Look at the 4th item in the Guides & Manuals section:
fs10_Fs11_fs100-manual.pdf

Regards :wave:


----------



## joannakat

*Re: image mixer 3 for Canon FS 100*

Thanks DonaldG, I WISH it was that UG! It's the Pixela ImageMixer UG that we need (ImageMixeXXsavedr.pdf).

Or even better, an alternate software that is compatible with the Canon FS100. Something that can enable transfer of video from flash memory to PC, and has wonderful editing capabilities as well, AND doesn't cause the video to lose quality.

What I really don't understand is why Canon is willing to bundle software from a company that can't even provide a tested, working PDF! I went to the Pixela site, and they don't offer downloads of their UG, but the most astonishing thing is that they don't have ANY customer service at all! Not even a "contact us" button!

Anyway, shere should I post this question? Being new to the TSF, I don't really know. 

Thanks muchly!


----------



## DonaldG

*Re: image mixer 3 for Canon FS 100*

Hello again Joanakat

OK, I was not aware that itwas a Pixela item you needed.

I did go to the Pixela website. The only thing I can think of is to download the manual of the software associated with a different manufactures camera (EG: Sony) The software operation should be basically the same ...? For example, I found this page on the Pixela site here - If you scroll to the bottom of that page, there are UGs which might help in using the software (Working on the basis that once the movie is in the computer, editing etc will be covered....

I note where you are. I have found some Pixela telephone numbers for Europe but not specifically for your country.
Europe: (UK, Germany, France & Spain) +800-1532 4865 (international toll free number)

Other Countries in Europe +44 1489 564 764

It might be worth while trying the first number and see if they can help...

I see that you have discovered our other multimedia forum and getting assistance there too.
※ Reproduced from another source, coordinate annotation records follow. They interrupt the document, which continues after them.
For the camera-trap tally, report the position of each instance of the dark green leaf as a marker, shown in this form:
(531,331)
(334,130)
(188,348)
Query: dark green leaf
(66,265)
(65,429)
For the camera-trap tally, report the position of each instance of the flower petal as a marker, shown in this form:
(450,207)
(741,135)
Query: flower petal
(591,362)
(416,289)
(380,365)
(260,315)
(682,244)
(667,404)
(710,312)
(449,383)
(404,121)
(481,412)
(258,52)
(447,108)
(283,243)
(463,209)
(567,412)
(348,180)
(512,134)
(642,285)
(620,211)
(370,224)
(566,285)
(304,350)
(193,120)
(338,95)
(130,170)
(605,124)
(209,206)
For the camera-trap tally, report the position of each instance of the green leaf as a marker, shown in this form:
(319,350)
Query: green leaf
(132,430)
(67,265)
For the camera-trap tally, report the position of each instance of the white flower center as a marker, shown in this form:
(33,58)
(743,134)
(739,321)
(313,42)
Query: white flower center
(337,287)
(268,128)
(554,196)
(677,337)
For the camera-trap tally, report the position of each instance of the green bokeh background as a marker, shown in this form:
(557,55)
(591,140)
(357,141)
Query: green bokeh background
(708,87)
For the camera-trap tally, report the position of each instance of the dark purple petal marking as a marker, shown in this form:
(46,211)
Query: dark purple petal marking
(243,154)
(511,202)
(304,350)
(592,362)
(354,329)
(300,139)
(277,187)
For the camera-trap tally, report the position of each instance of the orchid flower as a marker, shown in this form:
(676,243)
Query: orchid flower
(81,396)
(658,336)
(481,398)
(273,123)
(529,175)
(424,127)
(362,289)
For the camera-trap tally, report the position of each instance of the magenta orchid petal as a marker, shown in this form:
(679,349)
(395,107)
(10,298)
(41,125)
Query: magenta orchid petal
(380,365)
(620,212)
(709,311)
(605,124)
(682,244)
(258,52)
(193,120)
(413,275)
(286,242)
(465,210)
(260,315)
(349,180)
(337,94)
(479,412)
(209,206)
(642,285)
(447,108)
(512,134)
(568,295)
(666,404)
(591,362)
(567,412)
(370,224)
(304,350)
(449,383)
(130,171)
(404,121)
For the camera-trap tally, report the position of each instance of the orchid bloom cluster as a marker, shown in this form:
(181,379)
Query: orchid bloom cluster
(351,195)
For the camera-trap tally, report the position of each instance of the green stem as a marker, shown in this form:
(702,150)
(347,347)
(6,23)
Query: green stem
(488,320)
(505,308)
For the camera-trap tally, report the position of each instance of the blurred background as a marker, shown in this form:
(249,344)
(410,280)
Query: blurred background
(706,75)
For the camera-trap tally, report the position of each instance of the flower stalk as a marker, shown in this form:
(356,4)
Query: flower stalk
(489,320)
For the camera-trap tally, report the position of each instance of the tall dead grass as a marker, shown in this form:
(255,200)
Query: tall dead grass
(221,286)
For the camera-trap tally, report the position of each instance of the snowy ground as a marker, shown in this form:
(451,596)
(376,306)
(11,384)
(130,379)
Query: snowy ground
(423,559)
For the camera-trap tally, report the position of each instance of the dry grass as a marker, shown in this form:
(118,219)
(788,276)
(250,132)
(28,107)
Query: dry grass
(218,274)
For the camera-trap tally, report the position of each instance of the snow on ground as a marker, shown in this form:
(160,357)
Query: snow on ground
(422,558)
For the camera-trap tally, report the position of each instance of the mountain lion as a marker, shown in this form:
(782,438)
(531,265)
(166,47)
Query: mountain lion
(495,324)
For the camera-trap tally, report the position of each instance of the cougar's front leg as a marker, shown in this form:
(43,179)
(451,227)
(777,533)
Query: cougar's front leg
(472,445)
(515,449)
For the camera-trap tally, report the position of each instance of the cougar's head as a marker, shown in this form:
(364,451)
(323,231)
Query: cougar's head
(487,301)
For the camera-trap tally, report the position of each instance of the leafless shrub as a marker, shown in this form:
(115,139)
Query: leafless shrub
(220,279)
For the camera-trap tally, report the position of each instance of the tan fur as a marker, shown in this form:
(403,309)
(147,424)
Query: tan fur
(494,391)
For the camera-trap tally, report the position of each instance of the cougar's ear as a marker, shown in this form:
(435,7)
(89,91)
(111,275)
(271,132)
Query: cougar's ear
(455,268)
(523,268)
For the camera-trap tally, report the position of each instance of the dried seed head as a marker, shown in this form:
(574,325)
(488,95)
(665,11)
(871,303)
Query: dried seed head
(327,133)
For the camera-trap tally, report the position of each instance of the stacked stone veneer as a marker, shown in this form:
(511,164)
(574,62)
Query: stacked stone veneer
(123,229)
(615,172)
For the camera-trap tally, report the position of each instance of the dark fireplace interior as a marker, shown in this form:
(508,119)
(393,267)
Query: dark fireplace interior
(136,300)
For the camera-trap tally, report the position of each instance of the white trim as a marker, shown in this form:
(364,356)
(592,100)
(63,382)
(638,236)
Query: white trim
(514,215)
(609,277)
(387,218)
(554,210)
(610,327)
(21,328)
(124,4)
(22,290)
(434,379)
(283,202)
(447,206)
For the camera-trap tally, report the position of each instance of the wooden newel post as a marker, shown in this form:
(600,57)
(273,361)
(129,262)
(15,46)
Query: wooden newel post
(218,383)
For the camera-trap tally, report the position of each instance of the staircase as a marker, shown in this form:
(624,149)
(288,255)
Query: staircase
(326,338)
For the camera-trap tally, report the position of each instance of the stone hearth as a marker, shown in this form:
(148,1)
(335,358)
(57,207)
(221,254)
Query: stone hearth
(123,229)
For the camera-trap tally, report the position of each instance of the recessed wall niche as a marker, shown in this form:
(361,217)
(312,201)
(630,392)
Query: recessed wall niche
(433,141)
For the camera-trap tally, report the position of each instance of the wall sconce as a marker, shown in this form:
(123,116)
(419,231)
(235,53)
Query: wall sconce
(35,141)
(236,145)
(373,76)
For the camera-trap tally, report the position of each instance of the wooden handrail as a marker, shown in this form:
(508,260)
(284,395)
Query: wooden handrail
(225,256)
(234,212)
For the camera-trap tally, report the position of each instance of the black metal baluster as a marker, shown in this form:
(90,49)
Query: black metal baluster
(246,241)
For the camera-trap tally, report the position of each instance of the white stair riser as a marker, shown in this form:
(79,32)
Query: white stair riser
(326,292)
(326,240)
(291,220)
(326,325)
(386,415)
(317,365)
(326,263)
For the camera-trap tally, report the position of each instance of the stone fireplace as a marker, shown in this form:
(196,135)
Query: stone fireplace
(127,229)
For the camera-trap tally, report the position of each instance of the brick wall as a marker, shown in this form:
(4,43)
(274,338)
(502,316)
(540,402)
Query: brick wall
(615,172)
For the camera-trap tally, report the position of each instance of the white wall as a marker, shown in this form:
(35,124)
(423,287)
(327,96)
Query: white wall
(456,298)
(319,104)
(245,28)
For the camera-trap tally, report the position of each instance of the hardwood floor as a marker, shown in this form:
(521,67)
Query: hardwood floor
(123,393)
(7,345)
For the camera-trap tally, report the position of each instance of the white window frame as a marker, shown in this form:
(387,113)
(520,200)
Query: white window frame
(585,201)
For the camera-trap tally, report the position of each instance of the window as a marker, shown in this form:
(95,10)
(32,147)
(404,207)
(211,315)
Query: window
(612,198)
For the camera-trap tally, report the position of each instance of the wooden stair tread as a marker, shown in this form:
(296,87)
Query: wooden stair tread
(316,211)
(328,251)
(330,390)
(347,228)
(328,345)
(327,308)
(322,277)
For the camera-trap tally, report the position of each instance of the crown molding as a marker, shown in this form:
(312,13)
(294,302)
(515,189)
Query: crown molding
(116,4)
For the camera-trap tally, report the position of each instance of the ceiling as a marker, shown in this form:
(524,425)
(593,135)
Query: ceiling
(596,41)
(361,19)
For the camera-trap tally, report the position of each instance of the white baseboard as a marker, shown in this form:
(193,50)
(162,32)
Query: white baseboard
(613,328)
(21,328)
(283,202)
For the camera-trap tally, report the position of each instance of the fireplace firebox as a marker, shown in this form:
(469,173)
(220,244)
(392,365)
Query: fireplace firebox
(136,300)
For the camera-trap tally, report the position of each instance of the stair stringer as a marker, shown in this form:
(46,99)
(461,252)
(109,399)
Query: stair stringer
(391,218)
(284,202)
As it can cause problems with duplicated efforts, we advise that it is not wise to have more than one thread running on the same subject. 

I will mark this thread as resolved.

Cheers :wave:
regards


----------



## joannakat

Found saftware guide workaround--open the guide and print it. It prints without problem. 

Sorry about the multiple posts--I was thinking that there may be some people who don't venture into other forums, but may have answers. As for all the Pixela recommendations above, tried them all before looking for additional help. I think I spent two days trying via customer service both for Pixela and Canon. Thank you for your recommendations though. I surely do appreciate the effort.


----------



## DonaldG

Thanks for the feed-back.

Glad that you have resolved the issue. By posting your solution here anyone with the same problem knows the workaround. Brilliant. Thanks

I was going to suggest that you closed down on this thread and enquired at the multimedia forum, so no problems...:wave:

Shabat shalom :smile:


----------